Last night and the night before, we were paged for network saturation due to what looks like a hotlinked image.
Ideally, we'd like to be able to serve that kind of traffic, but given our current resources and as an emergency measure, requestctl should be able to throttle it, in order to keep our bandwidth within limits. Unlike the use case where requestctl protects the app servers from a cache-busting attack, here the problematic traffic is all cache hits.
Currently, requestctl's generated VCL filters are only invoked in cluster_fe_ratelimit, which is only called from cluster_fe_miss or cluster_fe_pass. There's no entry point from vcl_hit (wikimedia-frontend.vcl.erb) so requestctl can't affect traffic on the hit path.
Note that the requestctl schema does contain a field cache_miss_only, which is documented to mean that cache hits are filtered when the field is set false -- but it was added optimistically and currently doesn't do anything (and can't, until the control flows are changed as above). If we can't figure out a way to actually implement this behavior in the near term, we should remove that field or at least add a prominent warning label.
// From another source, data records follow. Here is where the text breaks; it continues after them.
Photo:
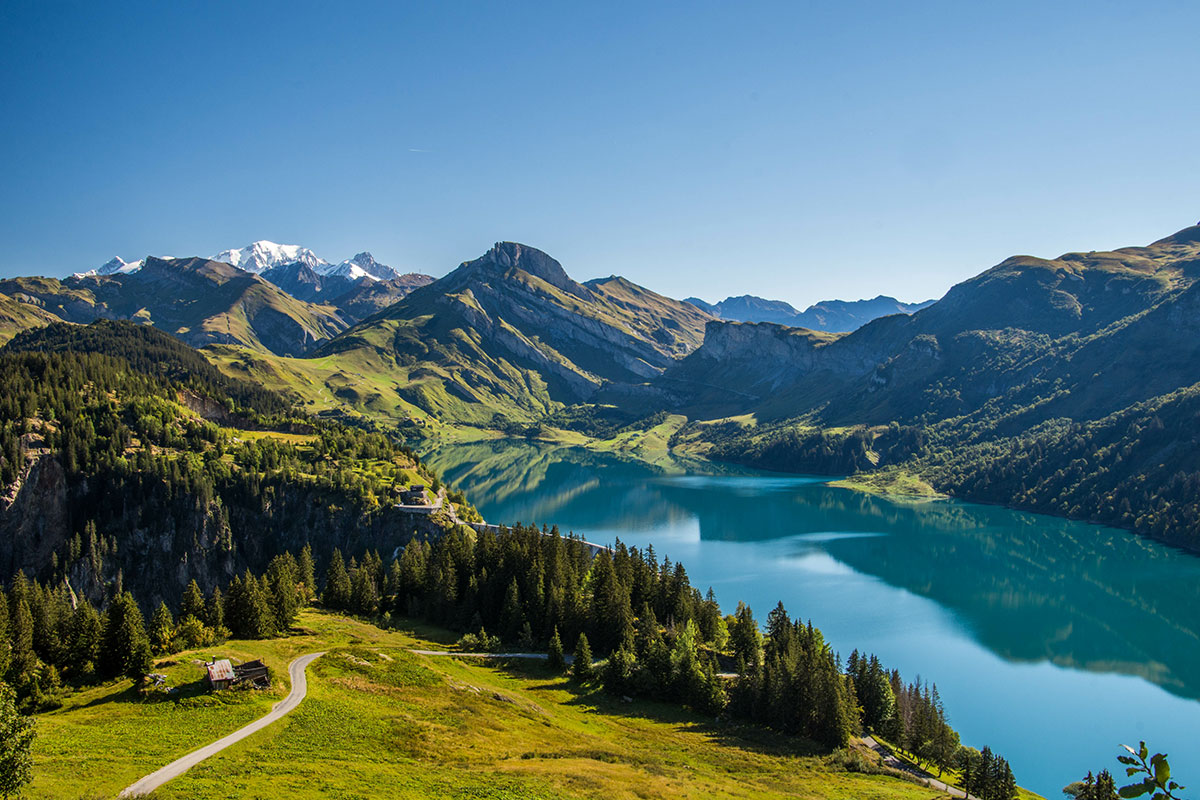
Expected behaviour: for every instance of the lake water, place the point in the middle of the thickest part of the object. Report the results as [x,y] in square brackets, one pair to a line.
[1051,641]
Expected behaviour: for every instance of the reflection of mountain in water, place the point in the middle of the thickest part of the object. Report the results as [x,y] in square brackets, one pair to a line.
[1030,588]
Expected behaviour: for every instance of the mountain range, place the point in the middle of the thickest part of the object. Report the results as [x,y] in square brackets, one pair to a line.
[1067,384]
[825,316]
[279,299]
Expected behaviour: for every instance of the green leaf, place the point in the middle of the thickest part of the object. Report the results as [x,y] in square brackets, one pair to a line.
[1162,769]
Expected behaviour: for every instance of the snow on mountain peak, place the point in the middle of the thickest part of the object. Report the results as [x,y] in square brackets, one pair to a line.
[363,266]
[117,265]
[261,256]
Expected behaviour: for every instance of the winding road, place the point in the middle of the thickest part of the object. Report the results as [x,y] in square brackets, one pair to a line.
[178,767]
[897,764]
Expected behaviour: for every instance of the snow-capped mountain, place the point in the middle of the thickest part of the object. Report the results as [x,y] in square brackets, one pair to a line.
[264,254]
[114,266]
[361,265]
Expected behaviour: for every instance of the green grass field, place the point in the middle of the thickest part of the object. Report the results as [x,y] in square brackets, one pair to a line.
[383,722]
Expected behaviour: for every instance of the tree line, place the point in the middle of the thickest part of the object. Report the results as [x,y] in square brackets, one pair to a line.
[52,637]
[661,637]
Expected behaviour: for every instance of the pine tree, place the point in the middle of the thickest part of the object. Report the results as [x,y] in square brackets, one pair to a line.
[285,593]
[126,647]
[85,632]
[581,667]
[5,642]
[555,653]
[17,734]
[364,596]
[162,630]
[337,583]
[511,614]
[23,661]
[307,576]
[192,603]
[214,613]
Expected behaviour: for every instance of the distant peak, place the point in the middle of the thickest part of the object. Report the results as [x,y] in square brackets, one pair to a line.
[529,259]
[263,254]
[1188,235]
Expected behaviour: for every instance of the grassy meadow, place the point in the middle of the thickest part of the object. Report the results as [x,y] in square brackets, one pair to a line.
[381,721]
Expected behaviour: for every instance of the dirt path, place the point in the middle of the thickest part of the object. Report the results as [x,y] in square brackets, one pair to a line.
[897,764]
[177,768]
[543,656]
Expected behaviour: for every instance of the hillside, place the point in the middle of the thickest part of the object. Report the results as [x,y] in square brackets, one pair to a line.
[826,316]
[17,316]
[125,456]
[511,336]
[1047,384]
[199,301]
[355,299]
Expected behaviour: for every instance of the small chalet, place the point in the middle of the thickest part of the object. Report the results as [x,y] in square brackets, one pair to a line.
[414,495]
[255,672]
[221,674]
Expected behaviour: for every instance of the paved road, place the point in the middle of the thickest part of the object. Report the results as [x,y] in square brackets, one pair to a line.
[568,659]
[895,763]
[177,768]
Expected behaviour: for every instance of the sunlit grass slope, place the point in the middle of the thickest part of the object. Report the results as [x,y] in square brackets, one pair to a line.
[383,722]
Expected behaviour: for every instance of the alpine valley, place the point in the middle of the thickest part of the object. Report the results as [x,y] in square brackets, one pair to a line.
[237,438]
[1056,385]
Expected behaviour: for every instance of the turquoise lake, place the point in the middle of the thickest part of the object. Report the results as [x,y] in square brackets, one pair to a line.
[1051,641]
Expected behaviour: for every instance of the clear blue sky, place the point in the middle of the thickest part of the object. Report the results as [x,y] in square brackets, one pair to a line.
[795,150]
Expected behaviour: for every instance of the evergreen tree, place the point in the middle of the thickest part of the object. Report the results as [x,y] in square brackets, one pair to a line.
[5,638]
[285,593]
[307,575]
[581,667]
[192,603]
[17,734]
[23,661]
[337,583]
[555,653]
[214,613]
[511,614]
[364,595]
[87,631]
[162,630]
[126,647]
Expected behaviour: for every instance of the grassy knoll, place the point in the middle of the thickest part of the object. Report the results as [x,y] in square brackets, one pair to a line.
[383,722]
[892,482]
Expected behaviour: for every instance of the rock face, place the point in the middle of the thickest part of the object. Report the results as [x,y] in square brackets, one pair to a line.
[166,542]
[511,332]
[199,301]
[1073,336]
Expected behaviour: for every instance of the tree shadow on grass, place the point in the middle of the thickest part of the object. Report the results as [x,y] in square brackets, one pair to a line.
[593,698]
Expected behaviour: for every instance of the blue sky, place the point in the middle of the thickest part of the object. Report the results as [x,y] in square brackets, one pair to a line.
[797,150]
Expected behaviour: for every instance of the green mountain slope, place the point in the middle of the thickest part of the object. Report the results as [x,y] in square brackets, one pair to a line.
[197,300]
[17,316]
[510,336]
[1065,385]
[126,456]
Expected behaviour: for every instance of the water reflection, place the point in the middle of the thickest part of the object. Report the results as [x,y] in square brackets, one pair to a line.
[1029,588]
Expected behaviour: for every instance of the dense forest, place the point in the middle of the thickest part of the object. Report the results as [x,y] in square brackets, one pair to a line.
[127,458]
[52,638]
[531,587]
[661,637]
[1138,468]
[169,500]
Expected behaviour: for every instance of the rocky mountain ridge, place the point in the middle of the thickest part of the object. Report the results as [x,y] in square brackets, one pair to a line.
[831,316]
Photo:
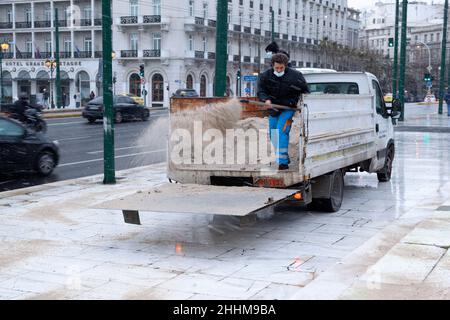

- Create placeholder-for-now cluster_fe_{ratelimit_,}hit subroutines in our VCL https://gerrit.wikimedia.org/r/c/operations/puppet/+/832268
[ ] Patch requestctl to check the value of internal cache disposition header req.http.X-CDIS against the action's cache_miss_only as part of evaluation. Within our VCL, this will be hit on a hit, miss on a miss, etc.
- Release requestctl.
- Add an optional stanza, inclusion controlled by the value of a new hiera variable, to *-frontend.inc.vcl.erb's cluster_fe_ratelimit_hit sub, that just's a include "requestctl-filters.inc.vcl"; as already happens in cluster_fe_ratelimit.
- Enable that hiera bit on a few upload cps in eqsin as an initial evaluation and some protection against that same image file hotlink.
- Enable that hiera bit on a few text cps, watching for any performance impact.
- Roll it out to the fleet.